The result of all this is we don't lose much by using a more asynchronous design in which there isn't an interactive handshake.
Benefits of Noise¶
By losing TLS we can:
- Eliminate huge complexity from in-enclave code.
- Avoid pseudo-certificates and other hacks that will open up exploits and hit corporate X.509 bureaucracy.
- Enable enclaves to talk to each other even if they can't be loaded simultaneously (e.g. on same machine)
- Move session management and expiry out of the enclave, where it can't be done properly anyway because there's no secure access to the clock.
- Get various other benefits, like being able to reuse MQ brokers, integrate with Corda flows, store messages to databases, support M-to-1 inbound message collection before processing and so on.
Messages vs streams¶
There are three main ways for networked programs to communicate: streams, messages and RPCs. The popular REST paradigm is a form of RPC for the purposes of this discussion.
Multi-party computations all involve the transmission of relatively small messages, often without needing any immediate reply. For instance, over the course of a day parties may submit a small data structure when a human gets around to it, and get the results back hours later when a deadline or threshold is reached. In other cases submission of data to an enclave may be asynchronous and should not block a business process in case of outage.
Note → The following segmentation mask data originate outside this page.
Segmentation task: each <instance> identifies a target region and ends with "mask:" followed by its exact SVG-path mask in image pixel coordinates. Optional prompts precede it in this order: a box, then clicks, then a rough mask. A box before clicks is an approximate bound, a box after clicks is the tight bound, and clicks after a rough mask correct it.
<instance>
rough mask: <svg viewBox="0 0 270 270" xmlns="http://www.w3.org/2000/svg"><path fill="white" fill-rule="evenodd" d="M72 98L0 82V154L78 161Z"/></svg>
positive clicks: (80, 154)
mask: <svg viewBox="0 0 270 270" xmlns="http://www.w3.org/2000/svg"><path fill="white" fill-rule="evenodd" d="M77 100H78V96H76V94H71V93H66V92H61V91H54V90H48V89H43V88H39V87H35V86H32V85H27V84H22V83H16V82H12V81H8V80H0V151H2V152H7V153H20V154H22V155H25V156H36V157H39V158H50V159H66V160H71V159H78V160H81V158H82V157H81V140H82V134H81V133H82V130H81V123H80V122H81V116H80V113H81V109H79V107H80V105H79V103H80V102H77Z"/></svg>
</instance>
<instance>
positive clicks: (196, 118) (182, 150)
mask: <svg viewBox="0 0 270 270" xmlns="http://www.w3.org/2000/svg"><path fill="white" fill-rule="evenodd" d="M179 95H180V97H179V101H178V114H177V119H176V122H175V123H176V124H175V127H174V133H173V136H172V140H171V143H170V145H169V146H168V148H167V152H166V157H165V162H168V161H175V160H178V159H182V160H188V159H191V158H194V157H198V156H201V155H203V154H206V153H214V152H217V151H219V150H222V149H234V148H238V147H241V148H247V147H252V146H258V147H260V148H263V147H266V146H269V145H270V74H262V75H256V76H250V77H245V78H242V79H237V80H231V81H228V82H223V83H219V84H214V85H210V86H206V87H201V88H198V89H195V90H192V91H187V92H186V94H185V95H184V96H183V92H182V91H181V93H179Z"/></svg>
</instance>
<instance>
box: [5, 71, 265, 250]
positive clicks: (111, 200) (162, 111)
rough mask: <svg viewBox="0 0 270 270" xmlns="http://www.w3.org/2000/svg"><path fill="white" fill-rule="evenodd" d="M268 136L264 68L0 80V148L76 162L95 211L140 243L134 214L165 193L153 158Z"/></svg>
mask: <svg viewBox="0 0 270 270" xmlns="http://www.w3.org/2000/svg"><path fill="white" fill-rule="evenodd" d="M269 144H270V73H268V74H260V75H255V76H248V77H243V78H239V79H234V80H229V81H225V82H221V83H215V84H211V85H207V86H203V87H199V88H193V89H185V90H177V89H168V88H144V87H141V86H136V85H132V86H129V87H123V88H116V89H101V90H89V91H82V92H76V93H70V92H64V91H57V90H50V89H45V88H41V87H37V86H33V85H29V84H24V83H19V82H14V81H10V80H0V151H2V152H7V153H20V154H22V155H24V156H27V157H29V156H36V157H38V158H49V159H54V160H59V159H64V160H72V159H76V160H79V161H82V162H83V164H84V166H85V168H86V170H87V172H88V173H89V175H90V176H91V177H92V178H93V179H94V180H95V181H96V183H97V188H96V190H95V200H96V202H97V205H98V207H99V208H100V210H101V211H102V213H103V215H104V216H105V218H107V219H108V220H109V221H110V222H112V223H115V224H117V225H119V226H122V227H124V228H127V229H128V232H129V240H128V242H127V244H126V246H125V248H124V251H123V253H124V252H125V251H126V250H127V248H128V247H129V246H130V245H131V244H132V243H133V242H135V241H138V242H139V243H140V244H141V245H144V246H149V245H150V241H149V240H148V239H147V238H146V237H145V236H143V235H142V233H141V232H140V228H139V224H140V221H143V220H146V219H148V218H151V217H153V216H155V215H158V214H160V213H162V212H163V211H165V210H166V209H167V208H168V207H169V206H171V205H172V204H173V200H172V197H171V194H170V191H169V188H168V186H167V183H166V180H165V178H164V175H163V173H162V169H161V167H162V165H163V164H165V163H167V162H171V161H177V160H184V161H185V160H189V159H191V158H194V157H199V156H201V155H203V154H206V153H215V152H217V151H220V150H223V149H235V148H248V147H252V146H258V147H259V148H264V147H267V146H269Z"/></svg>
These requirements are not a good fit for stream-oriented connections that when on top of TCP require app developers to do their own framing (a frequent source of security vulnerabilities), can break due to NAT boxes timing them out, IP address changes, passing through one-way firewalls, require high-availability servers with load balancing, require databases for stored state and so on.
With a stream or RPC oriented approach the enclave would be expected to respond to bytes from a client more or less immediately, meaning it has to be always running and would have to persist uploaded data itself. Unfortunately persistence in enclaves is tricky due to the existence of Memento attacks.
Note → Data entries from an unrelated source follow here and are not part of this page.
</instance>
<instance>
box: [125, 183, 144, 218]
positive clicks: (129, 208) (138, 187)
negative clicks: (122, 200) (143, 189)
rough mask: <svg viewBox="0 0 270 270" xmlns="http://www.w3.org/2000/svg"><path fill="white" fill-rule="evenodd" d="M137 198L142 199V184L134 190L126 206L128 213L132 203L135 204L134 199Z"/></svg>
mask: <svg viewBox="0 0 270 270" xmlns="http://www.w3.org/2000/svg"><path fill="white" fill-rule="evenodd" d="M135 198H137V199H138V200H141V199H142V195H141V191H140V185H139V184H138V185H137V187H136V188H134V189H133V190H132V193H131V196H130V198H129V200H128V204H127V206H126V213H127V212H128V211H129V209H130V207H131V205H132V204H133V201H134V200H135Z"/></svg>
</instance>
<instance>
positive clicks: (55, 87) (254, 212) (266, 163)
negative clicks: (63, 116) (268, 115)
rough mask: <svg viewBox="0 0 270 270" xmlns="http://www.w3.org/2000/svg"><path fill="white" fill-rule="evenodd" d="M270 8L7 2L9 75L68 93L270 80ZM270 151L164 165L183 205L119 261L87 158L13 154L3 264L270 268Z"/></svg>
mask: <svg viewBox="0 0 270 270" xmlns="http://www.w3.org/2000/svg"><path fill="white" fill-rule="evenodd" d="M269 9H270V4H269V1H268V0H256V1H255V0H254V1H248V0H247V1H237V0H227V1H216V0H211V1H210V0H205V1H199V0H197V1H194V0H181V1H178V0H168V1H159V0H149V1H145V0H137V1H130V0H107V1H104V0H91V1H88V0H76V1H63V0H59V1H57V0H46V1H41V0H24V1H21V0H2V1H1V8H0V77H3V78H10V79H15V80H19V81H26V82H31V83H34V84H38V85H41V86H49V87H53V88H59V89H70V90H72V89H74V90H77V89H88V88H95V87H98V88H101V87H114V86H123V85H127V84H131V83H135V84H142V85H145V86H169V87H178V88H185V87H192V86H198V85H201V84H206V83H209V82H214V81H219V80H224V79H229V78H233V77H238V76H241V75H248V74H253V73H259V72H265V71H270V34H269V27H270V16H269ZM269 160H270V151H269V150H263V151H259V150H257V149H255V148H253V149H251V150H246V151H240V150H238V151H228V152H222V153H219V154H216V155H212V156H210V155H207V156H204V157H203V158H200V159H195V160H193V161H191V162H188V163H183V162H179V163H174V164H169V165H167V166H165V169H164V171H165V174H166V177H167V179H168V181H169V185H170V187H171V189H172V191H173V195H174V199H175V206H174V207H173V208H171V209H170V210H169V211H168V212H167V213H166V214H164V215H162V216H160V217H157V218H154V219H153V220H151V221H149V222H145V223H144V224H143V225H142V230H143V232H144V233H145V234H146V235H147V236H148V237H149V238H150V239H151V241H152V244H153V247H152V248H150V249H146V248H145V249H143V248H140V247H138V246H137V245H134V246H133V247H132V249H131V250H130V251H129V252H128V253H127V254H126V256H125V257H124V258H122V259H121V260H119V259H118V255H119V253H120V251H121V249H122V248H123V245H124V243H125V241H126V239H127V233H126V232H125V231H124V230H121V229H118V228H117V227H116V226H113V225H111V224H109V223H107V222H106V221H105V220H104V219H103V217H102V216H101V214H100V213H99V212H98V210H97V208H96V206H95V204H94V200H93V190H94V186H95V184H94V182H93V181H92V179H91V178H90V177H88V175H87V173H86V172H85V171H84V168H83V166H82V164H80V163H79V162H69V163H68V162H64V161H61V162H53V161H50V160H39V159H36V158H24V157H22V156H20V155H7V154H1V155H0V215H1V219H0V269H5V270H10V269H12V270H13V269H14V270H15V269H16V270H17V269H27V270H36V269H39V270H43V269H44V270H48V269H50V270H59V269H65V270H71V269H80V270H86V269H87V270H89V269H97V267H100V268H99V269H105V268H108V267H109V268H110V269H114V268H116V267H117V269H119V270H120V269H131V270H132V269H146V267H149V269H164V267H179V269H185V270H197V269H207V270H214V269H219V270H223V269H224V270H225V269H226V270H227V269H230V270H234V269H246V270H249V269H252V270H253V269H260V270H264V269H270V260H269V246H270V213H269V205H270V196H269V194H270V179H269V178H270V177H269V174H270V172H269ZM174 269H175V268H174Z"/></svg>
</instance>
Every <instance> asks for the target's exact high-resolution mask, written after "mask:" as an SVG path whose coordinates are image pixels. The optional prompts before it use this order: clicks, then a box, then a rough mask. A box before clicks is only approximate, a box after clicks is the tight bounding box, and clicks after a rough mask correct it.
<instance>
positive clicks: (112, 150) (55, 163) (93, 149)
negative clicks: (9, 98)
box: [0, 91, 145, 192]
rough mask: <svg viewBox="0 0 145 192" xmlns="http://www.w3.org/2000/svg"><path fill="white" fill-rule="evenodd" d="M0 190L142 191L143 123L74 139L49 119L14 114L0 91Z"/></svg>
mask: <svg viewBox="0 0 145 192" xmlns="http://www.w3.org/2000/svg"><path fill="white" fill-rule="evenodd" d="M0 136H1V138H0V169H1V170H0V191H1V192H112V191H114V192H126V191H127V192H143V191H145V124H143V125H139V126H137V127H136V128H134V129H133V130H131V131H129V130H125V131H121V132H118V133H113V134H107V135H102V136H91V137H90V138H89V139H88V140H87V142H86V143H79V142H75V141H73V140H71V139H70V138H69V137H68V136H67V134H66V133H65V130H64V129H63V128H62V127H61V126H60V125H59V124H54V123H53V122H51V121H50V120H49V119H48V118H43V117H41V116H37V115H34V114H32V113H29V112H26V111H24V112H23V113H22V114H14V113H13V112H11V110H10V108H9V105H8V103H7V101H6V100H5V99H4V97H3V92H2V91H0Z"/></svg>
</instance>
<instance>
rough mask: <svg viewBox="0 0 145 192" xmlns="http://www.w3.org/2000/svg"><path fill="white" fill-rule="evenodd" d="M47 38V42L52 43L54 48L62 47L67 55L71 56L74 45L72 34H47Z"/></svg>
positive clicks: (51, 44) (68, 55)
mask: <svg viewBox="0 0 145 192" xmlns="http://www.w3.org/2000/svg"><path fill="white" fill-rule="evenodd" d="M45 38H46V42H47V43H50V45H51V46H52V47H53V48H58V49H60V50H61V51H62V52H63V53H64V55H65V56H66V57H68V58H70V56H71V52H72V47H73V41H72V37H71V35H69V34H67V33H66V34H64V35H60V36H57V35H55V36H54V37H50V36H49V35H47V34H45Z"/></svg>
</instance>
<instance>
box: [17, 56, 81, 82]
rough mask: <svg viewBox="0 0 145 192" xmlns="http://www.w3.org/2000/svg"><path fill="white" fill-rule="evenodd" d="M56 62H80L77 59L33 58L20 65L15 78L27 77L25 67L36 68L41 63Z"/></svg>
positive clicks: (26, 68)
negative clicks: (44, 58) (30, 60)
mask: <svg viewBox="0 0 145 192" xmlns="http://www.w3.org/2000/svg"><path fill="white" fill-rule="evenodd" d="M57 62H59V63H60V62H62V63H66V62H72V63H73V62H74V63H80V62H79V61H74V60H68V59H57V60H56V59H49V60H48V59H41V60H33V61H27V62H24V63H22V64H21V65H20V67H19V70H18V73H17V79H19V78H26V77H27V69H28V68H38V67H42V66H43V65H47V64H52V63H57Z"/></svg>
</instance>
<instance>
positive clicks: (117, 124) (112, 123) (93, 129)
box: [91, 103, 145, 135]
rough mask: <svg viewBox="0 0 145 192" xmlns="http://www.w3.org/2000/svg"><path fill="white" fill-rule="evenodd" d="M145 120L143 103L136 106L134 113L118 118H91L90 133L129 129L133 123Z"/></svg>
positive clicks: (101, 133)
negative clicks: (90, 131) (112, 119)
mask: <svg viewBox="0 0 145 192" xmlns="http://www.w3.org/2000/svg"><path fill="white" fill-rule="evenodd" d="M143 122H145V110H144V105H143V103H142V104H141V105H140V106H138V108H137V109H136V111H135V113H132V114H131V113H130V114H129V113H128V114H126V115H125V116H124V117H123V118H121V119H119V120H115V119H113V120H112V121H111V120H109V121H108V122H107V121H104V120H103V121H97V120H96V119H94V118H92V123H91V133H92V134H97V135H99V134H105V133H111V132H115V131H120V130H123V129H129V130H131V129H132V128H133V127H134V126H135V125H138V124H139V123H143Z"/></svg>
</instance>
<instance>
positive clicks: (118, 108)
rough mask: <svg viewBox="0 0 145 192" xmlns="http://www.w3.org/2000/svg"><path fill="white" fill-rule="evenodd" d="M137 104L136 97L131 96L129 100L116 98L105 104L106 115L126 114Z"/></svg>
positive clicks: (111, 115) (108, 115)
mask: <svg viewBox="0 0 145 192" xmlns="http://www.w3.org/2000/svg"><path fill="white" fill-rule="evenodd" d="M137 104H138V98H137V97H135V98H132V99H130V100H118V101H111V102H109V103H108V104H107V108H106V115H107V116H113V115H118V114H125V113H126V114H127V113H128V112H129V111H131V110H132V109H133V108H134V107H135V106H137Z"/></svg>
RPCs (including REST) can be hard to integrate with fully reliable systems that can tolerate restarts at any moment. Because server restarts break connections, in a loosely coupled multi-party system connection-oriented protocols require expensive HA load balancing to ensure users aren't often exposed to errors caused by planned restarts. Even then it isn't possible to eliminate such errors entirely, just reduce their impact. Load balancing in an enclave environment requires special support because the client is intimately aware of the exact CPU the enclave is running on - thus switching a client between servers isn't transparent.
Future versions of Conclave are planned to add support for enclave clustering.
All this suggests the primary paradigm exposed to enclaves should be messages. The host will take care of delivering messages and providing atomic, transactional semantics over them so many kinds of enclaves won't need an encrypted database at all. The untrusted host can also take on the significant burden of moving data around, storing it to disk, sorting it, applying backpressure, exposing to the admin if there are backlogs etc.